Sending back directory information for the READDIR operation is a bit tricky, so we've provided you with much of the necessary code in the dirbuf_add, reply_buf_limited, and fuseserver_readdir methods. All that's left for you to do for READDIR in fuse.cc is to get the directory listing from your yfs_client, and add it to the b data structure using dirbuf_add.
Though you are free to choose any inumber identifier you like for newly created files, FUSE assumes that the inumber for the root directory is 0x00000001. Thus, you'll need to ensure that when YFS mounts, it is ready to export an empty directory stored under that inumber.
The start.sh scripts redirects the STDOUT and STDERR of the different processes to different files in the current working directory. For example, any output you make from fuse.cc will be written to fuse2yfs1.out.
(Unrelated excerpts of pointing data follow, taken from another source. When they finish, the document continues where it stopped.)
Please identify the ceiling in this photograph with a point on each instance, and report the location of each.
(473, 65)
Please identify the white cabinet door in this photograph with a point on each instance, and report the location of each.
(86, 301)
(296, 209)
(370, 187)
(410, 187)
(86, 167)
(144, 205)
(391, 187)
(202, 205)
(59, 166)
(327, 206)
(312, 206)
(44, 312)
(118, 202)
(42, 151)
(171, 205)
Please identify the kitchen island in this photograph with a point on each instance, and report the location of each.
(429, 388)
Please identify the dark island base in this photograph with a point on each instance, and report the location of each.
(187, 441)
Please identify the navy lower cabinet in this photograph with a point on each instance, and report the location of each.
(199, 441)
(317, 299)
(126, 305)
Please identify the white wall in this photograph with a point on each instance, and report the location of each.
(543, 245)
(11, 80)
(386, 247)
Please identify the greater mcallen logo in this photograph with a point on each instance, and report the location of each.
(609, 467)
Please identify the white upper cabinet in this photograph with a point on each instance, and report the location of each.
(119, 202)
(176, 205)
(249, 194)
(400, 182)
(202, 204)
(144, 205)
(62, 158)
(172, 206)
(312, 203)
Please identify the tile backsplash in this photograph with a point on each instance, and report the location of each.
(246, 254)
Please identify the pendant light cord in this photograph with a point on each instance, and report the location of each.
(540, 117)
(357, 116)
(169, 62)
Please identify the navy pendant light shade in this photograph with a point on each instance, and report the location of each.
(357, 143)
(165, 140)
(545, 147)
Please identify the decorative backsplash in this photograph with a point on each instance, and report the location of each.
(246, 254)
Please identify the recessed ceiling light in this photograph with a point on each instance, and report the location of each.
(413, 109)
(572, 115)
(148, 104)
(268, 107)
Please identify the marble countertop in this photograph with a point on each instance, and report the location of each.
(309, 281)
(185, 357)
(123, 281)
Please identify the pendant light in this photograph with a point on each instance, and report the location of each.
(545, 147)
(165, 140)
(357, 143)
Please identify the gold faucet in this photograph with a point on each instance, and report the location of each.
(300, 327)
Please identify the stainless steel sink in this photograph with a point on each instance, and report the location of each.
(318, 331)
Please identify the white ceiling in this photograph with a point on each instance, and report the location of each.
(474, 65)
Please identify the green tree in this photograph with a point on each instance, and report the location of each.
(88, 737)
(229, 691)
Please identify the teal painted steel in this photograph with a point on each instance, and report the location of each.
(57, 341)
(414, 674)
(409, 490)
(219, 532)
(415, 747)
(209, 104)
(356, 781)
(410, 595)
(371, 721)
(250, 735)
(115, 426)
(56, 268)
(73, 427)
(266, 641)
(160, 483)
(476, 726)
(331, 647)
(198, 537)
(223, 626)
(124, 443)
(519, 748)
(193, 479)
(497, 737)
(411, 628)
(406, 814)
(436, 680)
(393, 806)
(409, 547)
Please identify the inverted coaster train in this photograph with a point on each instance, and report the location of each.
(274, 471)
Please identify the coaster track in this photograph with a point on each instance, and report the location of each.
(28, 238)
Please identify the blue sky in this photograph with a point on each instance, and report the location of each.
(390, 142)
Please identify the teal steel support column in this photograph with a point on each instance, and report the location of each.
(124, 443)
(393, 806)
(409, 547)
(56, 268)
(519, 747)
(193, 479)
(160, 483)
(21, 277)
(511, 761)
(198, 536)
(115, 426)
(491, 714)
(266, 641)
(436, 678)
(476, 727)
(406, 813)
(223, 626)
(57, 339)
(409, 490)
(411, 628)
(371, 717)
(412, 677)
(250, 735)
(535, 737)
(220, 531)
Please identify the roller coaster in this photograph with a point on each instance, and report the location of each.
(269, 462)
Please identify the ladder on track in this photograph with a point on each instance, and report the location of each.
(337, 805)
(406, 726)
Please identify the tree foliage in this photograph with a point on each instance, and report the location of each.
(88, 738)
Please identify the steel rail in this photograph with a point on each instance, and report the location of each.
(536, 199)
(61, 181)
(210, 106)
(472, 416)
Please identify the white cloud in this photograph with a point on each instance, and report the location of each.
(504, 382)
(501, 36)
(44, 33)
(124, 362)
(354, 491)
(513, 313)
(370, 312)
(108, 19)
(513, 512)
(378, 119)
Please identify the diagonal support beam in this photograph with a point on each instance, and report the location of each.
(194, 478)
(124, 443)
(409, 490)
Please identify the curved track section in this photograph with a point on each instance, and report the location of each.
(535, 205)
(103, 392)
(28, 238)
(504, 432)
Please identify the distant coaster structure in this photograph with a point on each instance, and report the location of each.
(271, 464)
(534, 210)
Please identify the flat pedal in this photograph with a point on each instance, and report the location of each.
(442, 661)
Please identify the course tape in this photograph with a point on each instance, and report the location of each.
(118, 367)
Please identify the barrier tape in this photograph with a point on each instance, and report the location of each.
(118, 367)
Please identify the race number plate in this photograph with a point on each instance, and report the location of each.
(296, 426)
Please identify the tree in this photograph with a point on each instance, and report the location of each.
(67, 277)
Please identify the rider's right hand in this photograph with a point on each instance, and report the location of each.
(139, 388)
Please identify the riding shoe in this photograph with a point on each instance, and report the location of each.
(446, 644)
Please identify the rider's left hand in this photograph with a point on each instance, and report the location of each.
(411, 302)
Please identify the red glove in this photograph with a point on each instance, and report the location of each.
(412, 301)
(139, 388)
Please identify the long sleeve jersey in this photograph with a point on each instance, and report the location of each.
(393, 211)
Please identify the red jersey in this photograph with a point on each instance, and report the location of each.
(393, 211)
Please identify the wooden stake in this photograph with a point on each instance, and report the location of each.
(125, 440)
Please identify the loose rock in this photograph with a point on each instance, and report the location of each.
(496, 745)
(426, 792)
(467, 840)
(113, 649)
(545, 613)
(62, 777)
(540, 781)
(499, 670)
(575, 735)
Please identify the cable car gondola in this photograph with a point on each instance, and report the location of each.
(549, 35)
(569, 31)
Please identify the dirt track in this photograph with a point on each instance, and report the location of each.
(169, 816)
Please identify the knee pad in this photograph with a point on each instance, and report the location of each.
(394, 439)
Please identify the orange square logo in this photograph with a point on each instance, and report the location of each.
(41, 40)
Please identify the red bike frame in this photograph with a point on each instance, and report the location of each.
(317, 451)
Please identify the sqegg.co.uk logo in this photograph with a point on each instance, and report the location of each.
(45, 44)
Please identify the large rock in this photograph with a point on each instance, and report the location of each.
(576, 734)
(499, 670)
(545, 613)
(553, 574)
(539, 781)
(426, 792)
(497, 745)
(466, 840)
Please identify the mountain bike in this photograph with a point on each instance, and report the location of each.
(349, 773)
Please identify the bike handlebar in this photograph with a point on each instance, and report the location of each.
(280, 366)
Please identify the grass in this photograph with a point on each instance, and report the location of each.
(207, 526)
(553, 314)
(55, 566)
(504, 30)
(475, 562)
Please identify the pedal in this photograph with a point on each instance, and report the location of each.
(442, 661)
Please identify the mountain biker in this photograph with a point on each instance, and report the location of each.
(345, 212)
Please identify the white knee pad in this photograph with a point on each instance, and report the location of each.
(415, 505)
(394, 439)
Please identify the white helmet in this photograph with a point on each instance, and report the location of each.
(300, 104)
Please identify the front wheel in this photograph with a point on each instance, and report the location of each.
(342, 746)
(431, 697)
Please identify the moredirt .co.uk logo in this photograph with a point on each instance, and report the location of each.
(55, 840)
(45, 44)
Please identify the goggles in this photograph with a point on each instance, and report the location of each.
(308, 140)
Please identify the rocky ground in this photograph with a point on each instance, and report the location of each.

Thus, you should look at these files for any debug information you print out in your code.
See the Overview and the Getting Started guide for further hacking and debugging tips.
Also, you can get FUSE to print out the requests and results of operations it passes to your file system. To turn this on, add the following line of code to the main() function of fuse.cc, just before the assignment of mountpoint into fuse_argv:
fuse_argv[fuse_argc++] = "-d";
% cd ~/yfs/l2 % make clean % cd .. % tar czvf `whoami`-lab2.tgz l2/That should produce a file called [your_user_name]-lab2.tgz in your yfs/ directory. Attach that file to an email and send it to the 6.824 staff address.